Holiday stories’ deeper meanings
By Laura Seymour

seymourforweb2The Jewish year is filled with markers — some we celebrate, some we commemorate. The rhythm of Jewish life flows through the holidays especially. As the Jewish educator of the Aaron Family JCC’s Sherry and Ken Goldberg Family Early Childhood Center, I get to celebrate and commemorate again and again as I move from classroom to classroom.
Purim has passed — what a great holiday. Too often, we focus on the costumes and the food — hamantaschen certainly is a wonderful part of the holiday. However, there is so much more.
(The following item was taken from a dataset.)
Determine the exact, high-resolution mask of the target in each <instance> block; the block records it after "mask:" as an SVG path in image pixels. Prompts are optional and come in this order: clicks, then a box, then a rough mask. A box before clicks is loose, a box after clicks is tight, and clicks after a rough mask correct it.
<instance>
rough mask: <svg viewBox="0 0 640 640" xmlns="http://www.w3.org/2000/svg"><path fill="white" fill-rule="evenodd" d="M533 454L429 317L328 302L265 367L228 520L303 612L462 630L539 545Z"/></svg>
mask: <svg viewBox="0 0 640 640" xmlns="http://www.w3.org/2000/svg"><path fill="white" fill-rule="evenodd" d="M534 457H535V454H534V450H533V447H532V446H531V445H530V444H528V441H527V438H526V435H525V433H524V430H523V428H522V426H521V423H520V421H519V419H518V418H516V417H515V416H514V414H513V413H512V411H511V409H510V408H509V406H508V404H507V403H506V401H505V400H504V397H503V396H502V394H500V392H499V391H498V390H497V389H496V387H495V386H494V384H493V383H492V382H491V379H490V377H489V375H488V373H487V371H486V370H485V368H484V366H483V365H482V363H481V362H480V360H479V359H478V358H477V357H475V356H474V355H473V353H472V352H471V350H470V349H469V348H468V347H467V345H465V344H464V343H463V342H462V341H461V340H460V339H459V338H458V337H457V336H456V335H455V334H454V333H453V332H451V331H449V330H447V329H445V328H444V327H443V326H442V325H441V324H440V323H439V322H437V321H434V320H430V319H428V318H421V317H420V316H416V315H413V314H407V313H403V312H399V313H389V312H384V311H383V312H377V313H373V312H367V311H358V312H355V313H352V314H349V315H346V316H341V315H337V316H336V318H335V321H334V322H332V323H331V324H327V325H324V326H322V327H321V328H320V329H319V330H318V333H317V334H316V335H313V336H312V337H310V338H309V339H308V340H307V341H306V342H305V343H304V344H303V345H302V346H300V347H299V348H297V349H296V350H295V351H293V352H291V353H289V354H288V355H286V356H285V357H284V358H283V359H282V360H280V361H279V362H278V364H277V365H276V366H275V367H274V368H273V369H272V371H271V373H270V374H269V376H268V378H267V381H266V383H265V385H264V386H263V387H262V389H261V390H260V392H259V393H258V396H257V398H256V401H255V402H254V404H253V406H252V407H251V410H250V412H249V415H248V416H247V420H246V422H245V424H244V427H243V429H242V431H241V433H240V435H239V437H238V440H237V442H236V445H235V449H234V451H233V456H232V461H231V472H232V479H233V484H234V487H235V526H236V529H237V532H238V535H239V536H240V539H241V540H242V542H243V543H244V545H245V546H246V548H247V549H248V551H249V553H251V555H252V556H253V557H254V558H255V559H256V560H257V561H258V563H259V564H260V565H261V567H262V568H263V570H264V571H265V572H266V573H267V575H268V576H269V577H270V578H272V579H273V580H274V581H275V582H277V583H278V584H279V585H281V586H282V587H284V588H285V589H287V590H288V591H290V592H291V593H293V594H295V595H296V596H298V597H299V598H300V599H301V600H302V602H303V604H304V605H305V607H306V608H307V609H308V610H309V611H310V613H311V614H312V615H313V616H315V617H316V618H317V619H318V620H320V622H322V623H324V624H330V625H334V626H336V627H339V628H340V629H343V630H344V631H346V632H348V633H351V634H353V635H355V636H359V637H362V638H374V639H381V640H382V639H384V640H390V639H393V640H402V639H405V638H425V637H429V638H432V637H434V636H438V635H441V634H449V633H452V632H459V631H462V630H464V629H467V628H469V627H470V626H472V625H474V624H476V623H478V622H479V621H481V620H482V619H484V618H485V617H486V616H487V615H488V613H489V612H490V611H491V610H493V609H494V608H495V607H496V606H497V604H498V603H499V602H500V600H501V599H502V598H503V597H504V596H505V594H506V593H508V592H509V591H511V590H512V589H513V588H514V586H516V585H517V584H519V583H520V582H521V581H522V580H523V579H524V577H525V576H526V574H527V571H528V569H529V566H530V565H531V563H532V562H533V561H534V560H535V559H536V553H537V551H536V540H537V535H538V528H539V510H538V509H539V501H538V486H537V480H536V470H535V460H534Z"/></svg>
In preparation for Purim, I spent two weeks telling the story to toddlers through our seniors and many groups in between. Of course, there are parts of the story that we don’t tell the children (sex and intrigue wait until we get older, and we are never too old for sex and intrigue). However, as well as telling the stories, we must always talk about deeper meanings even with little ones.
Today, the news is filled with stories about bullies, and bullying is certainly not new nor confined to the young. The Purim story is a perfect story to talk about standing up for yourself and, especially, for others. We focus on the important value of ometz lev, usually translated as courage. But the actual words mean strength of heart.
Courage is about knowing what is right in your heart and acting on it, even (or especially) if you are afraid. Being brave does not mean you have no fear, it means you have conquered your fear. Esther didn’t say yes to Mordecai right away — she had to gather strength and make a plan.
The rhythm of our Jewish life moves quickly into Passover. We begin preparing immediately, it seems, as the hamantaschen leaves the store shelves and the matzah takes its place. Again, we have the message of courage, along with many others. Planning for Passover is more than the cleaning and the food. It is about telling the story and learning the messages.
Leave the grocery store and go to the bookstore — find a new Haggadah, read the book of Exodus, get “America’s Prophet” by Bruce Feiler on your iPad or phone. Create a new tradition for learning at your Passover seder.
As Jews, we are believers in story and memory and through both we form our lives and our new memories. Keep the story going.
Laura Seymour is director of Jewish life and learning and director of camping services at the Aaron Family Jewish Community Center.